Meant Time To Root Cause Analysis in practice
Last week we covered Who, What, and Where for cloud companies that “write it down” to pursue goals for The Perfect Team. This issue will get to one of the two remaining questions, When, and next week we will explore Why.
Now, perhaps, is time for another neologism. This neologism is Mean Time To RCA. As of now, the only search engine results for “Mean Time To RCA” will likely return this newsletter, and “Mean Time To Root Cause Analysis” will likely return Splunk too.

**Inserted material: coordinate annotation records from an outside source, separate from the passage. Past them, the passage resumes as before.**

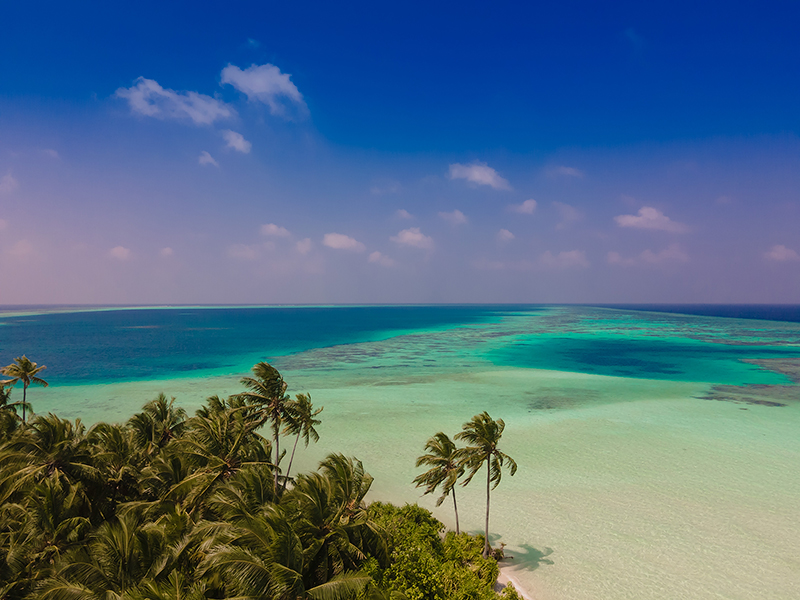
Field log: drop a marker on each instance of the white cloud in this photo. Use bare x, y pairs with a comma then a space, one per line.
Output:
454, 218
413, 237
504, 235
479, 173
266, 84
120, 253
391, 187
672, 253
243, 252
21, 249
381, 259
781, 253
651, 218
339, 241
8, 184
566, 172
304, 246
498, 265
206, 159
569, 214
148, 98
274, 230
526, 208
236, 141
564, 260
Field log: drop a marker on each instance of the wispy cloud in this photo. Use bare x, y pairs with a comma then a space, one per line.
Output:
479, 173
651, 218
569, 214
270, 229
266, 84
671, 254
563, 171
120, 253
780, 253
413, 237
339, 241
526, 208
389, 187
236, 141
206, 159
454, 218
243, 252
504, 235
564, 260
304, 246
8, 184
147, 97
381, 259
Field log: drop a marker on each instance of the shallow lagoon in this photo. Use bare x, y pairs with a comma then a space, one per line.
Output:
632, 484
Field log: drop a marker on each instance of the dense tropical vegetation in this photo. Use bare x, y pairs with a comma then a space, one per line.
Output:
169, 506
448, 462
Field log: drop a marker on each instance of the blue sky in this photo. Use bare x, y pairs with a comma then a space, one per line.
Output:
469, 152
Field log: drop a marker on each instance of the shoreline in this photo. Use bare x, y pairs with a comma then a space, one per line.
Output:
505, 577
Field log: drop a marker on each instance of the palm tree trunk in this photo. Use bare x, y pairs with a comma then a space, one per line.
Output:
486, 546
277, 458
455, 507
289, 468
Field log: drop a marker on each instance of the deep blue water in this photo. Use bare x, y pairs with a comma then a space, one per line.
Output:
132, 344
159, 343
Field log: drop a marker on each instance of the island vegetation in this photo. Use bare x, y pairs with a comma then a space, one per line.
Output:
169, 506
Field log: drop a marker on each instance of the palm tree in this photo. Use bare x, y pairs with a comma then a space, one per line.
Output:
23, 369
49, 448
265, 558
267, 391
446, 468
159, 423
482, 434
301, 421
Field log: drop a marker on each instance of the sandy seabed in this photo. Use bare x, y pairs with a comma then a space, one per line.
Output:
627, 488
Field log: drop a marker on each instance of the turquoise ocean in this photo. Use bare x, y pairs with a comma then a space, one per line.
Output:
658, 447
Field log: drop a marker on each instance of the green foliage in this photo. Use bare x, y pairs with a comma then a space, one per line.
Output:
425, 565
172, 507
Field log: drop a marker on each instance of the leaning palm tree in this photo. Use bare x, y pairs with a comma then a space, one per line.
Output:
301, 422
446, 468
482, 434
26, 371
267, 391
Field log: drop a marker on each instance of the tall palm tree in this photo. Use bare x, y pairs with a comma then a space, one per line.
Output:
301, 421
49, 448
482, 435
267, 391
158, 424
446, 468
26, 371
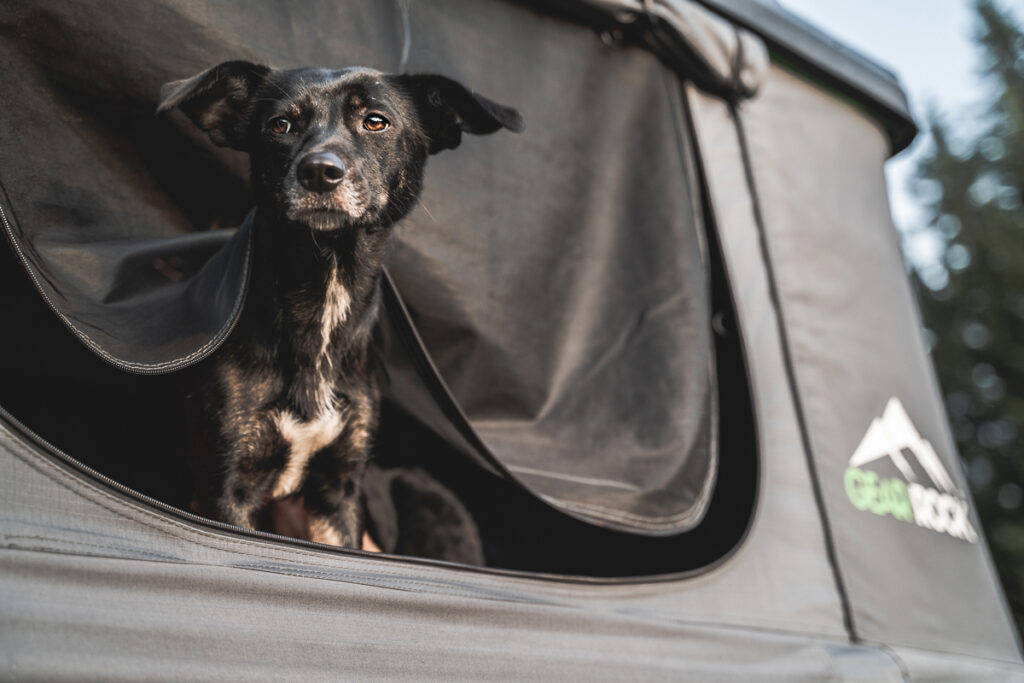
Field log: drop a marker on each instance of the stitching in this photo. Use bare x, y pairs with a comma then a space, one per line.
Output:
97, 349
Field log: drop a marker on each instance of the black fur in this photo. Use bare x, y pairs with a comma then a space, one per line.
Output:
317, 242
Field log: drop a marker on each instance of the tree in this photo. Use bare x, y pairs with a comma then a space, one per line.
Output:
973, 301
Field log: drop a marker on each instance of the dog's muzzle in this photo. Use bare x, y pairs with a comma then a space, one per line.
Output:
321, 172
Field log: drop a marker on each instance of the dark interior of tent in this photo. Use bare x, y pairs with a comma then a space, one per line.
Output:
127, 426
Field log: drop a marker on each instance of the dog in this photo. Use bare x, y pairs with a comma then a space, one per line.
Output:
337, 159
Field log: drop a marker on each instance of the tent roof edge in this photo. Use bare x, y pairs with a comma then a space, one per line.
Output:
827, 59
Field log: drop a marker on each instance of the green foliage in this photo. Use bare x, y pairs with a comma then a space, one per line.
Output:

“Mean Time To RCA” can be viewed through several lenses or perspectives within a learning-focused postmortem culture. While vendors of tooling utilized by SRE and incident management practitioners have a variety of perspectives on the fastest way or most complete approach to get to RCA, they all trend to other Mean Time To X as a foundation (Ishikawa diagrams, Kaizen methods, Cause Maps, Postmortem Templates, etc.). That said, marketing teams for tooling vendors may look for a way to, at best, differentiate or, at worst, obfuscate with a thesaurus approach to naming conventions.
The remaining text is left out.